“Sustainable”. “Development.” “Inclusive.” We all know the buzzwords of global economic development– but what exactly do they mean? And more importantly, how can we gauge if we are moving towards accomplishing those goals?
In September 2015, the United Nations adopted The Sustainable Development Goals (SDGs) – basically that organization’s answer to those fundamental questions. The goals were part of its broader Agenda 2030 that outlined a strategy for sustainable development in the pursuit of universal peace and the eradication of poverty.
The SDGs replaced the eight Millennium Development Goals (MDGs) for the developing world that the UN pursued from 2000-2015, broadening the objectives to include challenges faced globally. The MDGs aimed to halve extreme poverty, to end the spread of HIV/AIDS, and to provide universal primary education, whereas the SDGs have the added value of also galvanizing the developed world to action. The SDGs are a continuation of the work accomplished by the MDGs over the past 15 years, but with a wider scope.
Uniquely, the SDGs combine economic development, social inclusion, and environmental sustainability, shifting away from the outmoded goals of prosperity and economic gains to sustainable development on local, national, and international levels.
Like their predecessors, the SDGs are ambitious, and their implementation often requires an immediate and comprehensive transition away from the modus operandi. Many challenges—addressing climate change and carbon dioxide emissions for example—demand a fundamental overhaul of well-establish, but unsustainable methods and procedures as seen in the global energy market.
In order to maintain positive momentum, the Sustainable Development Solutions Network, the body which conceived the goals, is focusing primarily on assisting nations in the application of the SDGs to their local needs, identifying priorities, and beginning implementation.
But simply defining the goals is only part of the challenge. How can we gauge progress? What data can tell us if we are on the right track?
Introducing The Sustainable Development Goals Index
As part of the monitoring and follow-up framework to determine how nations are faring, the Sustainable Development Solutions Network and the Bertelsmann Stiftung created the SDG Index and Dashboards – Global Report to track progress and to hold nations accountable to these goals.

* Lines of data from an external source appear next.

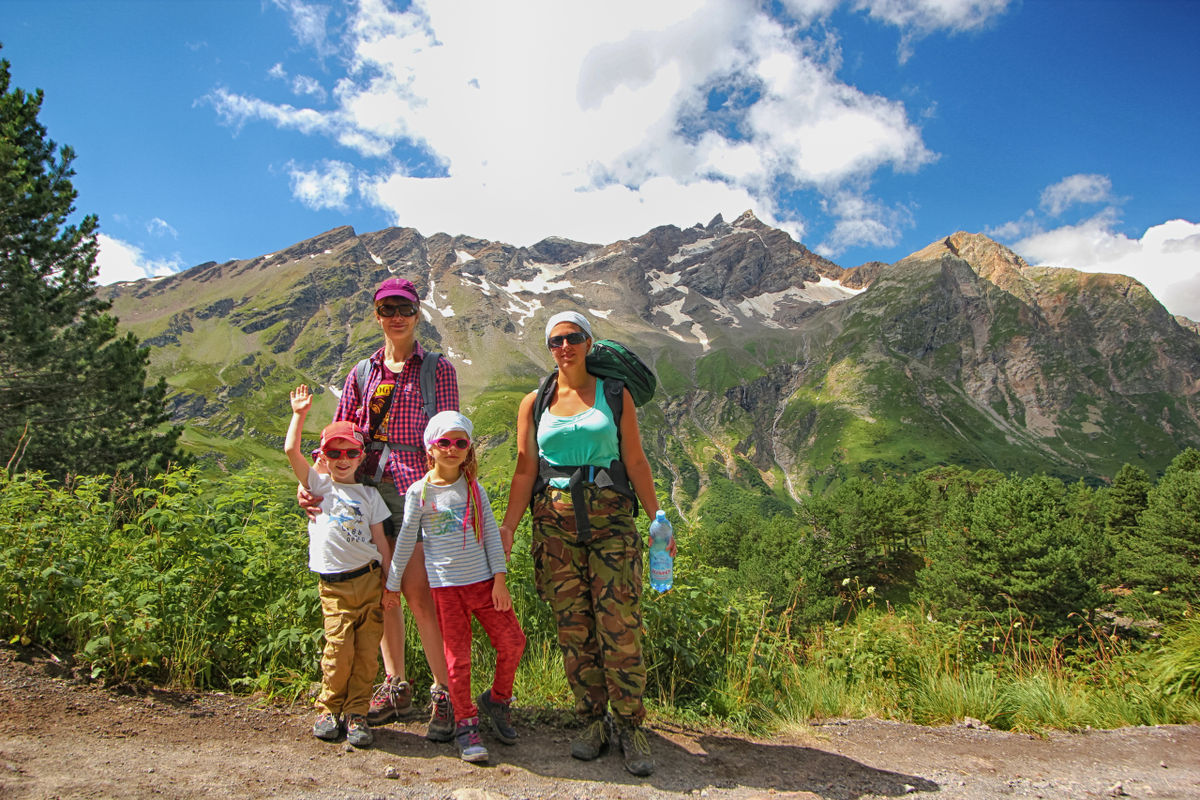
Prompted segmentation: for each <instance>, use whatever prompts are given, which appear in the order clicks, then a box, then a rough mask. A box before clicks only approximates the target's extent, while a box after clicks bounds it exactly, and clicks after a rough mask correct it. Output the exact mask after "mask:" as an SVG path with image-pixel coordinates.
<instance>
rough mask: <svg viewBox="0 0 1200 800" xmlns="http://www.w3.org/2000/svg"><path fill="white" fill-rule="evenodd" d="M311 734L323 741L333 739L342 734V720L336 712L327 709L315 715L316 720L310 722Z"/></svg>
mask: <svg viewBox="0 0 1200 800" xmlns="http://www.w3.org/2000/svg"><path fill="white" fill-rule="evenodd" d="M312 735H314V736H317V738H318V739H324V740H325V741H334V740H335V739H337V738H338V736H341V735H342V721H341V720H338V718H337V715H336V714H330V712H329V711H326V712H324V714H318V715H317V721H316V722H313V723H312Z"/></svg>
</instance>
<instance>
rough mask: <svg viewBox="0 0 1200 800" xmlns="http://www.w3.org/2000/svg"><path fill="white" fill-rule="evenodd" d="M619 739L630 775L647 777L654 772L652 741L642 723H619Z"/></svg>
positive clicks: (626, 769)
mask: <svg viewBox="0 0 1200 800" xmlns="http://www.w3.org/2000/svg"><path fill="white" fill-rule="evenodd" d="M617 739H618V741H620V752H622V753H624V756H625V769H626V770H628V771H629V774H630V775H636V776H638V777H646V776H647V775H653V774H654V759H653V758H652V757H650V741H649V739H647V738H646V730H643V729H642V726H640V724H632V723H630V722H618V723H617Z"/></svg>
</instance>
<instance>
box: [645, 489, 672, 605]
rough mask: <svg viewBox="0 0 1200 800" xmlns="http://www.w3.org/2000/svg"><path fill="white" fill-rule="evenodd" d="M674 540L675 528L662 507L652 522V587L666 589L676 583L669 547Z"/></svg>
mask: <svg viewBox="0 0 1200 800" xmlns="http://www.w3.org/2000/svg"><path fill="white" fill-rule="evenodd" d="M673 541H674V529H673V528H672V527H671V521H670V519H667V515H666V512H665V511H662V510H661V509H660V510H659V513H658V515H656V516H655V517H654V522H652V523H650V588H652V589H654V590H655V591H666V590H667V589H670V588H671V584H673V583H674V558H672V557H671V552H670V551H668V549H667V548H670V547H671V542H673Z"/></svg>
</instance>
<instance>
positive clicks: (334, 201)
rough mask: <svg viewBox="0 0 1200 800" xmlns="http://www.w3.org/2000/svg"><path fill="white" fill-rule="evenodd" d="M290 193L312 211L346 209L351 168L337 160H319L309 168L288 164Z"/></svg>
mask: <svg viewBox="0 0 1200 800" xmlns="http://www.w3.org/2000/svg"><path fill="white" fill-rule="evenodd" d="M288 175H289V178H290V180H292V194H293V196H294V197H295V198H296V199H298V200H300V201H301V203H304V204H305V205H306V206H308V207H310V209H312V210H314V211H319V210H320V209H343V210H344V209H346V200H347V198H349V196H350V192H352V191H353V190H354V176H353V168H352V167H350V166H349V164H347V163H343V162H341V161H323V162H320V164H318V166H317V167H316V168H313V169H302V168H300V167H296V166H295V164H294V163H289V164H288Z"/></svg>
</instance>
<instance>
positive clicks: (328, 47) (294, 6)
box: [274, 0, 336, 56]
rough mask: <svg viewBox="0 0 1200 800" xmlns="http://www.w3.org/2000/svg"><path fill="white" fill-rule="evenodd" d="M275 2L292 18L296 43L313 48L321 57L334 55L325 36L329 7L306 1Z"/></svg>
mask: <svg viewBox="0 0 1200 800" xmlns="http://www.w3.org/2000/svg"><path fill="white" fill-rule="evenodd" d="M274 2H275V6H276V7H277V8H281V10H283V11H286V12H287V13H288V16H289V17H290V18H292V20H290V24H292V34H293V35H294V36H295V37H296V41H299V42H300V43H301V44H304V46H305V47H311V48H312V49H313V50H314V52H316V53H317V54H318V55H319V56H326V55H332V54H334V53H335V52H336V50H335V48H334V47H332V46H330V43H329V41H328V38H326V34H325V25H326V20H328V18H329V11H330V7H329V6H325V5H320V4H317V2H304V0H274Z"/></svg>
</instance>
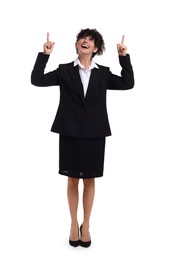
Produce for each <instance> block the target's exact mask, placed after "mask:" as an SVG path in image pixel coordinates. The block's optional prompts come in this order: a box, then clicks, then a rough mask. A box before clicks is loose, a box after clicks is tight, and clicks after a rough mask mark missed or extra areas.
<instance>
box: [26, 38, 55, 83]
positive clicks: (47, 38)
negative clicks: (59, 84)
mask: <svg viewBox="0 0 171 260" xmlns="http://www.w3.org/2000/svg"><path fill="white" fill-rule="evenodd" d="M54 44H55V43H54V42H51V41H50V40H49V33H47V42H46V43H45V44H44V45H43V49H44V52H39V53H38V56H37V59H36V62H35V64H34V67H33V70H32V73H31V84H33V85H35V86H39V87H48V86H54V85H59V69H56V70H54V71H51V72H48V73H45V67H46V63H47V62H48V59H49V56H50V53H51V52H52V50H53V47H54Z"/></svg>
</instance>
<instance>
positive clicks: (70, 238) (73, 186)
mask: <svg viewBox="0 0 171 260" xmlns="http://www.w3.org/2000/svg"><path fill="white" fill-rule="evenodd" d="M78 183H79V179H76V178H71V177H68V187H67V196H68V204H69V210H70V215H71V230H70V239H71V240H73V241H75V240H78V239H79V235H78V220H77V210H78V200H79V194H78Z"/></svg>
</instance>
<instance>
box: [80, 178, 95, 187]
mask: <svg viewBox="0 0 171 260" xmlns="http://www.w3.org/2000/svg"><path fill="white" fill-rule="evenodd" d="M83 183H84V186H85V187H92V186H94V178H91V179H83Z"/></svg>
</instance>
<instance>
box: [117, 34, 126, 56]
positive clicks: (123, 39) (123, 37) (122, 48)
mask: <svg viewBox="0 0 171 260" xmlns="http://www.w3.org/2000/svg"><path fill="white" fill-rule="evenodd" d="M124 40H125V35H123V36H122V40H121V43H118V44H117V50H118V54H119V55H120V56H126V54H127V49H128V48H127V47H126V46H125V43H124Z"/></svg>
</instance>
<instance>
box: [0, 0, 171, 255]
mask: <svg viewBox="0 0 171 260" xmlns="http://www.w3.org/2000/svg"><path fill="white" fill-rule="evenodd" d="M169 10H170V9H169V1H167V0H163V1H157V0H156V1H152V0H151V1H150V0H148V1H145V0H144V1H133V0H130V1H126V0H123V1H110V0H106V1H97V0H94V1H92V0H87V1H78V0H72V1H70V0H63V1H57V0H56V1H53V0H48V1H44V0H42V1H36V0H35V1H33V2H31V1H21V0H16V1H8V0H7V1H5V2H3V5H1V10H0V24H1V40H0V50H1V54H0V64H1V68H0V75H1V77H0V82H1V86H0V87H1V94H0V122H1V124H0V125H1V126H0V131H1V134H0V151H1V156H0V158H1V161H0V247H1V248H0V259H1V260H6V259H8V260H9V259H10V260H11V259H18V260H20V259H22V260H23V259H24V260H27V259H29V260H30V259H32V260H38V259H41V260H44V259H50V260H54V259H59V258H61V259H75V260H77V259H82V260H84V259H88V257H89V259H97V258H98V257H100V259H104V258H105V257H108V258H110V259H116V260H122V259H124V260H126V259H131V260H137V259H138V260H141V259H143V260H144V259H146V260H152V259H155V260H158V259H161V260H163V259H165V260H170V259H171V247H170V245H171V221H170V219H171V208H170V206H171V201H170V199H171V189H170V187H171V177H170V174H171V165H170V163H171V162H170V154H171V137H170V136H171V134H170V133H171V124H170V113H171V104H170V97H171V90H170V89H171V81H170V58H171V57H170V45H171V37H170V24H171V21H169V20H170V18H169V17H170V11H169ZM87 27H90V28H96V29H97V30H98V31H99V32H101V33H102V35H103V37H104V40H105V44H106V51H105V53H104V55H103V56H100V57H95V61H96V62H98V63H100V64H102V65H106V66H109V67H110V68H111V70H112V72H113V73H115V74H120V65H119V63H118V57H117V51H116V44H117V43H118V42H120V40H121V37H122V35H123V34H125V44H126V45H127V46H128V52H129V53H130V55H131V61H132V65H133V68H134V73H135V88H134V89H132V90H130V91H124V92H122V91H113V92H112V91H109V92H108V96H107V102H108V113H109V118H110V124H111V128H112V136H111V137H108V138H107V143H106V154H105V171H104V177H103V178H100V179H97V180H96V196H95V201H94V207H93V211H92V218H91V237H92V246H91V247H90V248H89V249H83V248H76V249H75V248H71V247H70V246H69V245H68V237H69V228H70V216H69V211H68V204H67V196H66V184H67V178H65V177H63V176H60V175H59V174H58V135H56V134H54V133H51V132H50V128H51V124H52V122H53V119H54V116H55V114H56V110H57V106H58V99H59V88H58V87H49V88H37V87H35V86H32V85H31V83H30V75H31V71H32V68H33V65H34V62H35V59H36V56H37V53H38V52H39V51H42V46H43V43H44V42H45V41H46V33H47V31H49V33H50V37H51V40H52V41H55V48H54V51H53V54H52V55H51V57H50V60H49V62H48V65H47V70H51V69H56V68H57V66H58V64H59V63H65V62H70V61H72V60H74V59H75V58H76V53H75V46H74V44H75V39H76V35H77V33H78V32H79V31H80V29H82V28H87ZM79 187H80V206H79V220H80V222H81V221H82V207H81V192H82V183H80V186H79ZM80 224H81V223H80Z"/></svg>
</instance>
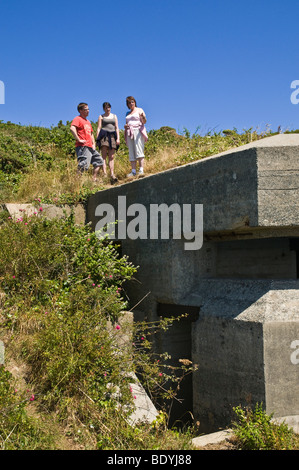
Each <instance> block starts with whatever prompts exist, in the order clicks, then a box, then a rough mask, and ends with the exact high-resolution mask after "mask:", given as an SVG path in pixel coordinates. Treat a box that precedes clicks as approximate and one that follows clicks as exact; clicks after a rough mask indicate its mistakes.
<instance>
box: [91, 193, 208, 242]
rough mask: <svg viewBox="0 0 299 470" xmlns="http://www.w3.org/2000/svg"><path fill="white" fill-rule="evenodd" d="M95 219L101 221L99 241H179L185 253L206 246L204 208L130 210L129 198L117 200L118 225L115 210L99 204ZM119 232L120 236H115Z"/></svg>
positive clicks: (165, 205) (159, 206)
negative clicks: (115, 240)
mask: <svg viewBox="0 0 299 470" xmlns="http://www.w3.org/2000/svg"><path fill="white" fill-rule="evenodd" d="M95 216H96V217H100V220H99V221H98V222H97V224H96V226H95V231H96V233H97V235H98V236H99V237H101V236H105V235H108V236H109V238H111V239H112V240H113V239H118V240H124V239H126V238H129V239H130V240H136V239H138V238H139V239H142V240H146V239H150V240H158V239H161V240H170V239H173V240H180V239H182V238H183V239H184V240H185V242H184V249H185V250H199V249H200V248H201V247H202V243H203V205H202V204H193V205H192V204H181V205H180V204H178V203H174V204H171V205H170V206H168V205H167V204H150V205H149V208H147V207H145V206H144V205H143V204H139V203H134V204H131V205H130V206H128V207H127V203H126V196H118V205H117V225H116V214H115V209H114V207H113V206H112V205H111V204H108V203H103V204H99V205H98V206H97V207H96V210H95ZM116 230H117V235H116Z"/></svg>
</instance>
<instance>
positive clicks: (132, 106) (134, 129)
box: [125, 96, 148, 176]
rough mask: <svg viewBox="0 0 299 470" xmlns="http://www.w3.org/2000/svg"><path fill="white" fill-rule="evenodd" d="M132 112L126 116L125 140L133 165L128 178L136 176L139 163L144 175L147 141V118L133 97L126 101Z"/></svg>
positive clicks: (131, 161)
mask: <svg viewBox="0 0 299 470" xmlns="http://www.w3.org/2000/svg"><path fill="white" fill-rule="evenodd" d="M126 103H127V106H128V108H129V110H130V111H128V112H127V114H126V124H125V140H126V144H127V146H128V149H129V160H130V163H131V167H132V170H131V173H130V174H129V175H128V176H135V175H136V164H137V162H138V163H139V174H141V175H142V174H143V173H144V169H143V162H144V144H145V142H146V141H147V139H148V137H147V133H146V129H145V123H146V116H145V112H144V111H143V109H142V108H137V105H136V100H135V98H134V97H133V96H128V97H127V99H126Z"/></svg>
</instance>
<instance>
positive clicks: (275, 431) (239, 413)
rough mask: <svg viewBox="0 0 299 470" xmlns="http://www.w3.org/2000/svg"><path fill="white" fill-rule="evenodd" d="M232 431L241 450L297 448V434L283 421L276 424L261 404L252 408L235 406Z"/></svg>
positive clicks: (288, 449) (268, 449) (278, 449)
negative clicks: (235, 419) (236, 420)
mask: <svg viewBox="0 0 299 470" xmlns="http://www.w3.org/2000/svg"><path fill="white" fill-rule="evenodd" d="M234 411H235V413H236V415H237V421H236V422H235V423H234V433H235V435H236V437H237V440H238V443H239V445H240V447H241V448H242V449H243V450H291V449H295V448H298V446H299V442H298V436H296V434H295V433H294V432H293V430H292V429H290V428H289V427H288V426H287V425H286V424H285V423H281V424H277V423H275V421H274V420H273V415H272V414H271V415H268V414H267V413H266V412H265V410H264V408H263V405H262V404H259V403H257V404H256V406H255V408H254V409H250V408H248V409H243V408H241V407H240V406H238V407H235V408H234Z"/></svg>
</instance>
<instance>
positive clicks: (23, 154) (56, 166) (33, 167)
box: [0, 122, 272, 204]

The SDG Index provides a measure for every country to identify and prioritize the challenges it faces, and it offers a means to compare other nations with similar levels of economic development. In addition, the SDG Dashboard provides a visual representation of the status of the goals, color coordinating them as “green,” meaning the country has achieved the goal, “yellow,” meaning it still needs work, or “red,” meaning the goal is far from accomplished.
The SDG Index is a tangible product that ensures that leaders deliver on their promises and maintains momentum for these important reforms.
Development Goals for the Sustainable Development Goals Index
The SDG Index represents a critical new tool for measuring progress in sustainable development. But like all new tools, there is room to refine this one. Considering the scope of the SDGs, there are some gaps in the analysis as a result of a lack of data. There is also the concern that the SDG Index does not consider individual regional challenges, such as malaria or tropical diseases.
There are also inherent challenges when comparing developed countries to emerging markets. For example, consider the first SDG, “No Poverty.” The indicator for OECD countries is a measure of “relative poverty,” considering that levels of absolute poverty are low to non-existent in OECD countries. Rather than focus on absolute poverty, which is defined by the percentage of the population living on less than $1.90 per day, the poverty indicator for OECD nations is the percentage of people who fall under the poverty line. The poverty line is defined as 50 percent of the median disposable income of the total population. This allows for the poverty threshold to change as the median disposable income changes over time. As a result, countries such as Venezuela and Tunisia have “met” their poverty thresholds (as reflected by the green dashboard icon), while countries such as Canada and the United States have not met their relative poverty thresholds, earning them yellow and red dashboard icons respectively.
Green dashboards notwithstanding, poverty certainly remains a priority in Tunisia, where the unemployment rate is 14.8 percent, and in Venezuela, where inflation erodes the wealth of middle income and poor families. These issues will be addressed in future editions of the SDG Index.
Despite certain data limitations, the SDG Index offers the perspective that we can no longer rely on economic growth to ensure global stability. Reaching these goals will require sustained efforts, and strong leadership to change the direction of how our economies work across the globe, but it is feasible and is well worth undertaking.
Ivie Myntti is a Research Fellow with the Bertelsmann Foundation in Washington, DC.